Несколько минут Мона не слышала ничего, кроме тихого дыхания, потом раздался шум отодвигающихся стульев, и две женщины прошли по проходу вперед. Обе молчали. Одна, с вьющимися каштановыми волосами, укрывающими шею, шла чуть позади, вторая, расправив острые плечи, высоко несла коротко стриженную голову с мальчишечьим твердым затылком.
Мона растеряно перекинула туда-сюда страницы книги, не видя больше перед собой ни строчек, ни собственно читального зала. Странная связка этой истории с ее собственной жизнью дрожала перетянутой струной, неприятно касаясь сердца. Мона хорошо помнила, как, получив от Виталика его первую фотографию, спустилась в парикмахерскую. Не Бог весть что была эта парикмахерская, обычная афро-азиатская цирюльня, которых в их районе каждая первая, зато идти до соседнего дома, и приказала, именно приказала толстой арабской девчонке остричь ей волосы. Тогда Моне казалось, что она обстригает себе дорогу назад, в прошлую жизнь, где любовь только сумасшедшей лисицей рвала ей сердце, но не приносила ни счастья, ни утешения. И вот прошло восемь месяцев, и теперь рассказом неизвестной женщины что-то закольцевалось в ее судьбе, но не так, как ей хотелось и не с тем. Виталик, родной ее, сидит сейчас на работе, смотрит на стрелки часов, и у Моны покрывается мурашками спина от мысли, что по ней бегут пальцы Виталика, но эта сексуальная власть уже начала тяготить ее, потому что реальной власти – мужской, интеллектуальной, у него над ней не было. Как бы радостно она подчинилась, если бы почувствовала в нем эту силу, но он не хотел или не мог, оставляя ей свободу выбирать, эту ее свободу, от которой Мона уже так устала. Наверное, ей нужен был кто-то сильней чем она сама, кто-то, чья воля дала бы ей свободу жить, полагаясь на неоспоримость чужого решения. Виталик же… Чем дальше она погружалась в отношения с ним, тем необратимее трансформировалась всепоглощающая античная страсть, которая вспыхнула в их письмах, как бумага, во что-то жалкое и современно-бессильное.

Наверное, правильнее было бы все прекратить, но Мона не знала, как, к тому же она ничего не могла с собой поделать – она хотела Виталика, хотела, чуть только в голове всплывало его имя. И близость с ним доставляла ей наслаждение, которое она не в силах была оборвать по собственной воле.
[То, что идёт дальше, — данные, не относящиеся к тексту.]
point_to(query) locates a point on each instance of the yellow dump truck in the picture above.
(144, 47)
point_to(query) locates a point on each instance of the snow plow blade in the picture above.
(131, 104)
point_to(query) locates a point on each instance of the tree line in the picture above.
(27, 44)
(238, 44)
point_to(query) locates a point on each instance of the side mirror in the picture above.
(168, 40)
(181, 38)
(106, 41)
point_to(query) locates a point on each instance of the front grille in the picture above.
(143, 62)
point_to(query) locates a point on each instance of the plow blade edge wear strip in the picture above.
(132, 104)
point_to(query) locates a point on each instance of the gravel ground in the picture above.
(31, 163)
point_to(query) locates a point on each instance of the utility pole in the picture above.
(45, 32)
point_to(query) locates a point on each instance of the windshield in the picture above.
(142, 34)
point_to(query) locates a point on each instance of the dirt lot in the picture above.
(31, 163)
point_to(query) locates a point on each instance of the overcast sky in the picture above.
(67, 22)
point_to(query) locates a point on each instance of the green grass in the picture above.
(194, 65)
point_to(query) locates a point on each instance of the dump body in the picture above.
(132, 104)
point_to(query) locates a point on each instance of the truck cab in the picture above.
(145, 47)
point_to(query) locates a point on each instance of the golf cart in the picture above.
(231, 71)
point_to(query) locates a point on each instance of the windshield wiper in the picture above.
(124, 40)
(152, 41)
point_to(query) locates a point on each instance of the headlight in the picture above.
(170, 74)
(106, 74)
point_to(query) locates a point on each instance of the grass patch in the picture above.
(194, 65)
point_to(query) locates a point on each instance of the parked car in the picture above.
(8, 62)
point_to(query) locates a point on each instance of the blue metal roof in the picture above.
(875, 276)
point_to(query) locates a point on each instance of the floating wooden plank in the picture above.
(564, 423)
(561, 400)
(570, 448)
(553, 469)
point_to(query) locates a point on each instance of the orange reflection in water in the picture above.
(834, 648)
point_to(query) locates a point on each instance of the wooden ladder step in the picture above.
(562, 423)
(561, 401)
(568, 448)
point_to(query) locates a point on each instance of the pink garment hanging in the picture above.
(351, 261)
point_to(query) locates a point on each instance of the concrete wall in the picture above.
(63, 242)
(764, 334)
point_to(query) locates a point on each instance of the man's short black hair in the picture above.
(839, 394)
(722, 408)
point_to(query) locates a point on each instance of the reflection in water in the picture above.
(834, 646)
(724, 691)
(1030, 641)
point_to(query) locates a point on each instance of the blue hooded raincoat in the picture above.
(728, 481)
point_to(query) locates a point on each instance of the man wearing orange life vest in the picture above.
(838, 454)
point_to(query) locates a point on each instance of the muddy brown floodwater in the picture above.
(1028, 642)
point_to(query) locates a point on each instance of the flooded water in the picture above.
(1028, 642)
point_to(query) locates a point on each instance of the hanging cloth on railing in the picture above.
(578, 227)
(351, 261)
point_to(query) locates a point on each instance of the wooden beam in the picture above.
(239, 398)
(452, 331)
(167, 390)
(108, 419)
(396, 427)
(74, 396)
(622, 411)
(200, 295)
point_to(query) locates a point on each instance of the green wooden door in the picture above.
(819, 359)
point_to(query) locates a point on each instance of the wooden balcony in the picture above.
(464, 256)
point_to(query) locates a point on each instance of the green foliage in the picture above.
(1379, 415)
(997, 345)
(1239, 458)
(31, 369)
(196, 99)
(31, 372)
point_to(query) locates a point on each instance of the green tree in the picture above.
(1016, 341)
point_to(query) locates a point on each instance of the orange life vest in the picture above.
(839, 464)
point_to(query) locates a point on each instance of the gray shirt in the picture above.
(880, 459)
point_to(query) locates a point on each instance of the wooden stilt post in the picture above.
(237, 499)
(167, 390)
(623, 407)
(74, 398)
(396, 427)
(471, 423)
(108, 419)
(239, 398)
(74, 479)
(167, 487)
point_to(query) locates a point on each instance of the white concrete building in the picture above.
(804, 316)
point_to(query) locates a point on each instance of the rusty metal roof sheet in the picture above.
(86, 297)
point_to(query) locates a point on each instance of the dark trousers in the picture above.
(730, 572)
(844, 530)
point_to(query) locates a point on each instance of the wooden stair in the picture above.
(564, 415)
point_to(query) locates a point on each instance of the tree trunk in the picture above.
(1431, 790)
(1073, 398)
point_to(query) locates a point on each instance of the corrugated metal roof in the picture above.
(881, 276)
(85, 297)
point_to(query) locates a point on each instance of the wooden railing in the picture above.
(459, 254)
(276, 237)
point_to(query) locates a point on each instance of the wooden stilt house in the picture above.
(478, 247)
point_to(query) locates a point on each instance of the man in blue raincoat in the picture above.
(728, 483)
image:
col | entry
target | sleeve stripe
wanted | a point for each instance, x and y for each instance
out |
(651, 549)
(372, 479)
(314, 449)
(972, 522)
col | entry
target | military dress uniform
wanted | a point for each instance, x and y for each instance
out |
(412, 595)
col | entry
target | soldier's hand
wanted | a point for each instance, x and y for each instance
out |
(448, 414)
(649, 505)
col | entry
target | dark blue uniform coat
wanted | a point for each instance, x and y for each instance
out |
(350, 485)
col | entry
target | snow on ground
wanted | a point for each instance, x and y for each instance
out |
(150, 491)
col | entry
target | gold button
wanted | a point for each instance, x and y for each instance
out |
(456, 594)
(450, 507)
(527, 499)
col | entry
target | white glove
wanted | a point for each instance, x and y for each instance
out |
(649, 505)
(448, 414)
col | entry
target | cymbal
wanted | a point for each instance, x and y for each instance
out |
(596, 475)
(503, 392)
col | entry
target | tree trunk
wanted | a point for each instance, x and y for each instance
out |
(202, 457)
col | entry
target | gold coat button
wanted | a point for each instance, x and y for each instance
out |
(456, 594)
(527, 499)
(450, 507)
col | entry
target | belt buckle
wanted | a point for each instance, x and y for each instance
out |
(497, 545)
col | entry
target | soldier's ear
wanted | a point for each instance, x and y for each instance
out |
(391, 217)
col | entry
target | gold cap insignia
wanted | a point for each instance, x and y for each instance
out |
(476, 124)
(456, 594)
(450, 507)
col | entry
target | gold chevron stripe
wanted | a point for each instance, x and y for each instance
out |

Но Мона не была бы Моной, если бы параллельно с этим в душе ее не звучал еще один тихий, но настойчивый голос. Он отравлял ей даже самые приятные минуты. Особенно самые приятные минуты, после которых в опустевшем теле она слышала его с необычайной отчетливостью: то, что ты делаешь, это грех, Мона. И Мона не пыталась спорить, она точно знала, что это правда. Единственное, что она могла – это постараться не слушать, не обращать внимания на точивший ее изнутри, подобно алмазному сверлу, голос. Виталик, которому она попыталась это рассказать, вместо того, чтобы утешить, понять и, через это понимание разубедить, поднял ее на смех. Этот смех над серьезными вещами, надо всем на свете она в нем не переносила совсем. Вот и теперь он заявил, что Мона путает причину и следствие. Что отказ от секса должен быть естественным в любой религии, и если сто раз сказать себе: «я не хочу», желание от этого никуда не денется. И от подавления своих желаний только образуются неврозы и больные фантазии. Отказ от секса, как и от всего другого должен быть естественным следствием напряженной духовной жизни, а не наоборот. Когда сознание уже изменилось настолько, что необходимость в сексе исчезла. А потом и вовсе заявил, что понятие «грех» и есть самый большой грех христианства, унижающий человека с рождения и отбирающий волю. И это говорил ей он, невежественный человек, ничего не знавший ни о христианстве, ни о его таинствах, кроме разве пары на поверхности лежащих фактов. В такие минуты он раздражал Мону настолько сильно, что она едва справлялась со словами, которые рвались из ее закрытых губ, подобно разъяренным, безумным от ярости псам.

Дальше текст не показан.